01 Agustus 2010

Renungan Jelang Ramadhan 1: Spiritual Quotient

Usai menuliskan divine experience yang aku temukan dalam lagu gereja meskpun aku seorang muslim, aku jadi berfikir, adakah ulama Islam yang sejalan denganku? Bahwa Allah tetap bisa ditemukan di dalam Gereja, Pura, Klenteng, Kuil, Pagoda, Sinagoga …

Tersesatkah keimananku?

Ternyata ada! Dia adalah Muhyiddin Ibn Al Arabi (1165-1240) atau yang dikenal dengan nama Syaikh Akbar. Dia menuliskan begini:

“Hatiku mampu menerima berbagai bentuk.
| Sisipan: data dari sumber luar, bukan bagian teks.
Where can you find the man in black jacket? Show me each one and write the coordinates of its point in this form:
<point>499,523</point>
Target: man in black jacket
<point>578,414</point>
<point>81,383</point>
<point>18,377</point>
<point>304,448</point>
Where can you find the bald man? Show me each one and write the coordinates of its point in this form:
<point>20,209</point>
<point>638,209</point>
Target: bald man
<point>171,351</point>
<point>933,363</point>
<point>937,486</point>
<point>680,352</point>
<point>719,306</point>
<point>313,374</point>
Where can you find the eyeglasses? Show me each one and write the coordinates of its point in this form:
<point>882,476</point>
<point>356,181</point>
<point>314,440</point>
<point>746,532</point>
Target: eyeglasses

Biara bagi Sang Rahib, Kuil bagi arca-arca, padang rumput bagi rusa-rusa, peziarah bagi Ka’bah, lembaran Taurat, Al Qur’an.”

“Jangan ikat dirimu pada sebuah keyakinan secara eksklusif sehingga engkau mungkin mengingkari  yang lain. Karena dengan demikian engkau akan kehilangan banyak kebaikan, tidak, engkau gagal mengenali kebenaran yang sejati. Tuhan Yang Maha Ada dan Maha Berkuasa, tidak dibatasi oleh keyakinan apapun, sebab dia berfirman, ‘Kemanapun engkau memalingkan pandanganmu, maka disanalah ada wajah Allah’ (QS Al Baqarah: 115)

Semua orang akan mengagungkan apa yang dipercayainya, Tuhannya adalah apa yang diciptakannya sendiri. Dan memujinya berarti memuji diri sendiri. Akibatnya dia akan menyalahkan keyakinan orang lain,y ang takkan dilakukannya jika seandainya dia adil, tetapi kebenciannya didasarkan pada kebodohan.”

Membaca tulisan Al Arabi di atas, sepertinya keimanan menuntut kecerdasan dan objektifitas. Bahkan mungkin kecerdasan dan objektifitas adalah parameter kualitas keimanan kita.

Makanya Allah mengangkat derajad orang yang berilmu alias ilmuwan, sebab mereka selalu bersikap objektif dalam memandang berbagai persoalan.

REVISI: Semula artikel ini menyebutkan QS Al Baqarah 109, yang benar adalah QS Al Baqarah 115. Mohon maaf atas kesilapan ini.